Teaching Dance and Bringing Africa to City College

Cornrows BookYarbrough was a professor of African Dance at New York’s City College for twelve years. The first year Yarbrough taught at City College, she traveled to Ghana and became in touch with a greater spirituality towards her cultural connections. Going to Ghana was a spiritual awakening and long overdue journey for Camille Yarbrough. Ghana is made up of people of different cultural groups. While in Ghana Yarbrough met the acquaintances of the Ashanti Hene group. Yarbrough says, “When I was at City College, some African people from various nations, including Ghana, were brought to City College, to invite them to have their cultural celebrations with us.” Dr. Leonard Jeffries was at the center of the faculty at City College who initiated bringing Africans and cultural traditions to City College and also worked with Camille Yarbrough on cultural programming. Before these African traditional ceremonies, Camille Yarbrough often dressed the stages and venues for the gatherings in traditional African cloth and other traditional designs. Yarbrough was among the few persons who was instooled by the Ga people, as renowned African holistic historian, John Henrik Clarke’s Queen Mother. Yarbrough’s stool was the stool of Harriet Tubman, the legendary former slave who helped to free hundreds of slaves. The Ga people who instooled Yarbrough, are the first people to have reached the Coast, where Ghana is now located, in their migration from the Northeast of Africa.

The Activist  

During the sixties and seventies, there were marches, and riots and protests. Black Panthers were being jailed and killed. Black people were outraged and fighting back. Camille Yarbrough was always right there to support her brothers and sisters. Being a performer on the stage Yarbrough took her outspoken perspective of the civil rights movement and intertwined it with her performances. “I would always lend my support. Every march there was, every protest there was I was there, as a poet. I would perform my song “All Hid, “ says Yarbrough. She often spoke at rallies and marches and joined organizations such as Al Sharpton’s National Action Network. She also lectured with First World. As a talk show host Yarbrough was host of Bob Law’s Night Talk, a conscious Black radio show format, airing from 12 midnight to 5 am on WWRL-AM. The goal of the show was to give factual and inspirational information about Black people, for Black people. ”I’d say ’Good Morning Africans’ at the beginning of the show. People would call in and talk and debate with our guests and we loved it, “ says Yarbrough. During the show Yarbrough talked with some of the most intriguing, motivated and conscious Black activists and scholars of the time, such as Dr. Leonard Jeffries, Dr. Manning Marable, Dr. Betty Shabazz, Rev. Jesse Jackson, Abiola Sinclair and Dr. Adelaide Sanford. The station has since changed its talk format. Camille Yarbrough continues to lend her voice and passion towards progressive action for the Black community, most recently working with a panel of educators and activists to form a new leadership summit.  

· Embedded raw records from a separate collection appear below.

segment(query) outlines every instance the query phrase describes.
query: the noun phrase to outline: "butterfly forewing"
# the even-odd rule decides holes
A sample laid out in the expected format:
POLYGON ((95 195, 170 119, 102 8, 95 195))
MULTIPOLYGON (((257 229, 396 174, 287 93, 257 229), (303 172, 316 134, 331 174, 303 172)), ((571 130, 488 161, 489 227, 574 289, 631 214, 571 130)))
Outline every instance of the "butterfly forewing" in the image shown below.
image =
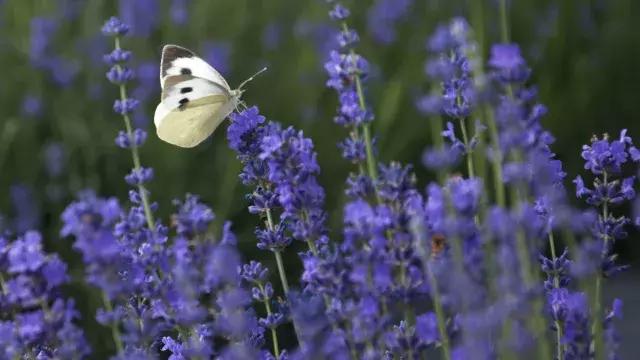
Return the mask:
POLYGON ((236 108, 241 91, 232 91, 213 67, 176 45, 162 49, 162 97, 153 119, 158 137, 180 147, 204 141, 236 108))
POLYGON ((162 49, 162 61, 160 65, 160 83, 164 88, 164 80, 168 76, 191 75, 209 80, 214 84, 230 91, 227 81, 216 69, 206 61, 197 57, 192 51, 176 45, 166 45, 162 49))
POLYGON ((229 96, 229 91, 209 80, 191 75, 168 76, 162 90, 162 102, 169 109, 183 108, 190 102, 210 95, 229 96))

Although it may not have always been pretty, easy or glamorous, Camille Yarbrough has journeyed on a particular path, a spiritual and cultural path, leading her into the positions of: griot woman; songstress; poet; author; actress; teacher; dancer; lecturer; activist and broadcaster. She took and continues to take her positions seriously, with grace and humility. Camille Yarbrough, renaissance woman in her lifetime. For all these things, are the reasons why we love and appreciate her.